There are many things on Ooph that I have been proud of over the years, but nothing more than this project. Autism affects 1 in 110 children and 1 in 70 boys. These children will grow up. They will become teenagers. What programs are in place to help them on this journey?
Jessica of Four Plus an Angel and I are pairing up to address life with autistic teenagers. Our goal is two fold. The first is to create a buddy system in high school. As she said to me over the phone when we began to discuss this project, “Teenagers with autism go to school and they get assistance and get through their day. After school they have nothing. No social life. They don’t attend games or school functions.”
We are creating a project called Perfectly
imPaired. Our hope is that over the next several years, every school in the country will implement this program that will pair willing students with teens of autism.

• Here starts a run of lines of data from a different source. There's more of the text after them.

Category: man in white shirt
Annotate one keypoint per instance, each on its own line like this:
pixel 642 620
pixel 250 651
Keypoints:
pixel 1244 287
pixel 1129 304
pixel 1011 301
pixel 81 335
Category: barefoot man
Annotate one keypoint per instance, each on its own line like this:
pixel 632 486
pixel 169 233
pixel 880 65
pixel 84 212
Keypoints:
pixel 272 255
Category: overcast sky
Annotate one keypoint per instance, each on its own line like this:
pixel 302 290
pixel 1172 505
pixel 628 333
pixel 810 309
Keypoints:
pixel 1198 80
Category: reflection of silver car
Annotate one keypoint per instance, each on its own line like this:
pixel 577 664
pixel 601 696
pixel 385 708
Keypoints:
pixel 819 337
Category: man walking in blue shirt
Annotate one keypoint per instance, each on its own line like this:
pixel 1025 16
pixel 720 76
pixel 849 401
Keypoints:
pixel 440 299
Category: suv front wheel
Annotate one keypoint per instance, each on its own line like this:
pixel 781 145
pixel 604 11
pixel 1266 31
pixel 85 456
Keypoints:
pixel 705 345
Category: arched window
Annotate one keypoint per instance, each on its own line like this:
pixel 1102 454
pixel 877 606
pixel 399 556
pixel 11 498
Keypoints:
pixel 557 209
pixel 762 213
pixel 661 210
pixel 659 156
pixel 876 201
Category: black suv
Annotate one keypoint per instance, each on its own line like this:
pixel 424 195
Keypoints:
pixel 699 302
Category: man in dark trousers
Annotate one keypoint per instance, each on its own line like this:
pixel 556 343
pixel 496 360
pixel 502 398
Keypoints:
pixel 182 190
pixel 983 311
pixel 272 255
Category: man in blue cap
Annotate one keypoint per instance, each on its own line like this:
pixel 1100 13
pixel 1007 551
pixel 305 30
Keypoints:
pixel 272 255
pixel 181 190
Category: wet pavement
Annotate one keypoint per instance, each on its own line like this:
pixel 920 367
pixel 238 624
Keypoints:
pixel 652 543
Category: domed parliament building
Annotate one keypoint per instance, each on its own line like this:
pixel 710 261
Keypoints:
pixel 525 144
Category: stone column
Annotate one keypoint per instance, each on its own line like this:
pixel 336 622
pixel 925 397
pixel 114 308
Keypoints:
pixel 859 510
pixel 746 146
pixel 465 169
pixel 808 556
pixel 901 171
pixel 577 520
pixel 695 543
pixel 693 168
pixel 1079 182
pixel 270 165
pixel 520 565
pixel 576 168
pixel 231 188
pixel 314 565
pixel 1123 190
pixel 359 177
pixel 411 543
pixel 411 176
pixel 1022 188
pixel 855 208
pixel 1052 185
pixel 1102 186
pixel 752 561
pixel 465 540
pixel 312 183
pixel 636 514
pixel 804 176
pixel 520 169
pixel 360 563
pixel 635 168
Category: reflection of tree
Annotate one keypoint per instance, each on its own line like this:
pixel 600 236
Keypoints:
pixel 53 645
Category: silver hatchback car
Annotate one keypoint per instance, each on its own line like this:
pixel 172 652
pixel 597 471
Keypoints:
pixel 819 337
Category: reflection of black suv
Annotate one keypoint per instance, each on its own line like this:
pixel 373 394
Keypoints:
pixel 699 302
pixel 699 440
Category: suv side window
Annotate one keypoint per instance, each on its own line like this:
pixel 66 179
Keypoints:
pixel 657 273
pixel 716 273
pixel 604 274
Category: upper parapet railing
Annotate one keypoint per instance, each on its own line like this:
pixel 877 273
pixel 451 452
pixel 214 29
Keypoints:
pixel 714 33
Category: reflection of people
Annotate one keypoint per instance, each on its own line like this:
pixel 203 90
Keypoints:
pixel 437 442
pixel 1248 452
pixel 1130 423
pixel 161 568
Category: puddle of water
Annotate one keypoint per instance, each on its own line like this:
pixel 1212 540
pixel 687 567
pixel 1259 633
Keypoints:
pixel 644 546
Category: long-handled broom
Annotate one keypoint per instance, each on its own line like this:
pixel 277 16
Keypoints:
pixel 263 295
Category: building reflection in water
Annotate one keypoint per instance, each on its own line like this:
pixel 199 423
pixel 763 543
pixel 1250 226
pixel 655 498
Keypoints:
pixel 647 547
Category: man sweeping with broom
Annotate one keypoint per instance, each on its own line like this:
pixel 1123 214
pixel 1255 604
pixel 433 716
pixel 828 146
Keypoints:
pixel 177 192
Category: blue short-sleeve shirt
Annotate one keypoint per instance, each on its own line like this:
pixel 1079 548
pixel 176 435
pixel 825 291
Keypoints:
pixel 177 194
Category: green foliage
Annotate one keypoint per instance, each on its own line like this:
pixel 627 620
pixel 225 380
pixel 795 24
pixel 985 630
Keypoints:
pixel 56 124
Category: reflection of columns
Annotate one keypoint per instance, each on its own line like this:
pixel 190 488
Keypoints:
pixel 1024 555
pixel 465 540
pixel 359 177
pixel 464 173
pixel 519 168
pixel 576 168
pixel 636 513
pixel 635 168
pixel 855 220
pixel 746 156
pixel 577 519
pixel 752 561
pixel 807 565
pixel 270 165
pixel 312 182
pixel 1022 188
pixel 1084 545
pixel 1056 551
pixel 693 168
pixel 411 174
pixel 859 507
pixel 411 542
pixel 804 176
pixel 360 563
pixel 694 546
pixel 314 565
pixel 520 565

Compassionate teens that will become a big brother or sister to those autistic teenagers who deserve to be a part of the social aspects of life as a teen.
Our second goal is to address life after high school. Soon enough all of these children will become adults. What happens to them after graduation? We want to create programs that will allow these incredible children to grow into adults who are able to find work and function in our world.
These are lofty, yet attainable dreams. Will you help? We ask that you spread the word. You never know who will see your tweet or blog post and help us begin this process. If you yourself are willing to help, please email me at stefanie(at)ooph(dot)com. Together we can make this happen.
I subscribed to the “when she is older” philosophy to cope with my daughter’s autism diagnosis.
After she was diagnosed I told myself…
When she is older her speech will improve.
When she is older interacting with her peers will come more easily.
When she is older more people will understand autism spectrum disorders.
When she is older there will be more opportunities for adults with her diagnosis.
My daughter is 16 now, two years away from adulthood.
“Older” is here. I feel very fortunate to say many of the things I hoped for have happened. Ashlyn is an amazing, well-spoken, high school-attending teenager. She is loved by her peers and has far surpassed the outcome specialists gave us over 12 years ago.
But her future is full of uncertainty.
She will finish high school in two years. Continuing on in the public school system until her mid twenties is an option but will not bring her closer to a career. She won’t go to college. She won’t get a driver’s license and she won’t be able to live on her own without a significant amount of assistance (and a winning lottery ticket for her parents).
My daughter is just one of many teenagers with autism who will enter adulthood with very few opportunities before them. The social deficits of autism make interviewing for a job extremely difficult, maintaining one that much harder. Individuals on the autism spectrum are smart, some of above average intelligence and many with unique skills that could be an incredible asset to specific employers. (How many teenagers do you know who can memorize the bus routes for an entire school district?) It saddens me to think many will not end up in careers that challenge them or the opportunity to live independently of their parents.
As the days go by and we get closer and closer to the end of my daughter’s high school career, I find myself almost embarrassed to admit we have no plan.
But when the options are “not good” and “not good enough” creating the future my daughter deserves is an overwhelming task.